Prince Andrew has been served with a lawsuit by a woman in the United States who says he sexually assaulted her, the Royal acknowledged through his lawyer. This has cleared a hurdle that had stalled legal proceedings in the case for several weeks.

The acknowledgment was entered into court records on Tuesday after it was confirmed in a joint agreement signed by a lawyer for the British prince and approved by a Manhattan federal judge.

According to the court papers, Andrew had been challenging the acceptance of the lawsuit until lawyers spoke by phone on September 21. An agreement was signed three days later, according to the order signed by Judge Lewis A Kaplan.

Virginia Giuffre has claimed in the lawsuit that Andrew abused her on multiple occasions in 2001 when she was still a minor. The lawyer of the Prince has called the allegations “baseless,” the Associated Press reported.

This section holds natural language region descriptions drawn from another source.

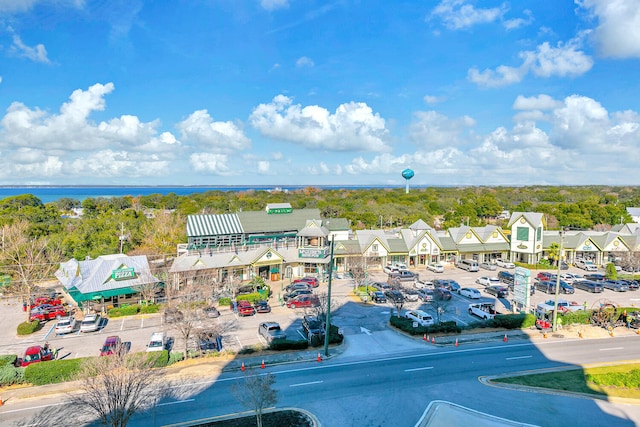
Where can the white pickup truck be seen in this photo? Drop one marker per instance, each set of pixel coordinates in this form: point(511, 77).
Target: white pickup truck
point(483, 310)
point(564, 306)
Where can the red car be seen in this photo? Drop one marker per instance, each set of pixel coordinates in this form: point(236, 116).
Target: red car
point(48, 312)
point(311, 281)
point(35, 354)
point(245, 308)
point(303, 301)
point(111, 345)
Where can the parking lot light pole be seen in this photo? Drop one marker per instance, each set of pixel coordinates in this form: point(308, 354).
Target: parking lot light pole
point(555, 303)
point(327, 327)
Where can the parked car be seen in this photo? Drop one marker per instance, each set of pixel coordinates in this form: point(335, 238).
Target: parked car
point(505, 277)
point(47, 312)
point(65, 325)
point(449, 284)
point(378, 296)
point(488, 281)
point(504, 263)
point(262, 306)
point(35, 354)
point(589, 286)
point(394, 295)
point(245, 308)
point(111, 345)
point(436, 268)
point(303, 301)
point(90, 323)
point(470, 293)
point(211, 312)
point(498, 291)
point(488, 266)
point(271, 332)
point(443, 294)
point(549, 286)
point(157, 342)
point(311, 281)
point(419, 316)
point(615, 285)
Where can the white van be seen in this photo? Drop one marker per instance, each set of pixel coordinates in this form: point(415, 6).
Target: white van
point(419, 316)
point(157, 342)
point(469, 265)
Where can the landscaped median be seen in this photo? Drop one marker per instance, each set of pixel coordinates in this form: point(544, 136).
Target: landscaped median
point(605, 382)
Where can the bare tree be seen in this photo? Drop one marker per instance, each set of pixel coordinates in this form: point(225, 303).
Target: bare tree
point(30, 259)
point(256, 392)
point(117, 386)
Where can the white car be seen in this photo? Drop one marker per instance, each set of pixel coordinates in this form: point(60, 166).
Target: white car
point(488, 281)
point(436, 268)
point(470, 293)
point(90, 323)
point(65, 325)
point(504, 263)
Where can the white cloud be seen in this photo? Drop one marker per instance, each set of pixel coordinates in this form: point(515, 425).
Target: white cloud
point(618, 32)
point(303, 61)
point(458, 14)
point(36, 54)
point(353, 126)
point(546, 61)
point(274, 4)
point(221, 137)
point(432, 130)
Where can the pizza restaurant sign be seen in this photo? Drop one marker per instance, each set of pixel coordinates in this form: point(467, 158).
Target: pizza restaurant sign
point(123, 274)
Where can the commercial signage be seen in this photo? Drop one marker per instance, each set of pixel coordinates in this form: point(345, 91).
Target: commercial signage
point(123, 274)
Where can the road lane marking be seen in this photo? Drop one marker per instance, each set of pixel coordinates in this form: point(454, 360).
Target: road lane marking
point(303, 384)
point(518, 357)
point(175, 402)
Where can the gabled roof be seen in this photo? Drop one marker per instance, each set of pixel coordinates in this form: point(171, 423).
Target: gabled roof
point(533, 218)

Delivering a lawsuit to a defendant is usually a routine matter but can be more complicated when a defendant resides outside the United States.

A judge must be satisfied that a defendant has been properly notified of the allegations and has a reasonable period of time to respond to them. The prince must file responses to the lawsuit’s claims by October 29. A conference was scheduled for November 3.

Lawyers for Giuffre had told the judge that they’d delivered the lawsuit to Andrew in numerous ways, though never directly into his hands. At one point, Britain‘s high court accepted a request from Giuffre’s lawyers to formally contact Andrew about the lawsuit.

Los Angeles attorney Andrew Brettler, who signed the papers on Andrew’s behalf acknowledging the prince was aware of the lawsuit, had argued at a hearing this month that Giuffre’s claim was “baseless, nonviable and potentially unlawful.”

In late 2019, Andrew told the BBC “Newsnight” program that he never had sex with Giuffre, saying, “It didn’t happen.”

Brettler has said that Andrew cannot be sued because an earlier lawsuit in the United States that was settled “absolves our client from any and all liability.” That 2009 settlement document, however, remains sealed.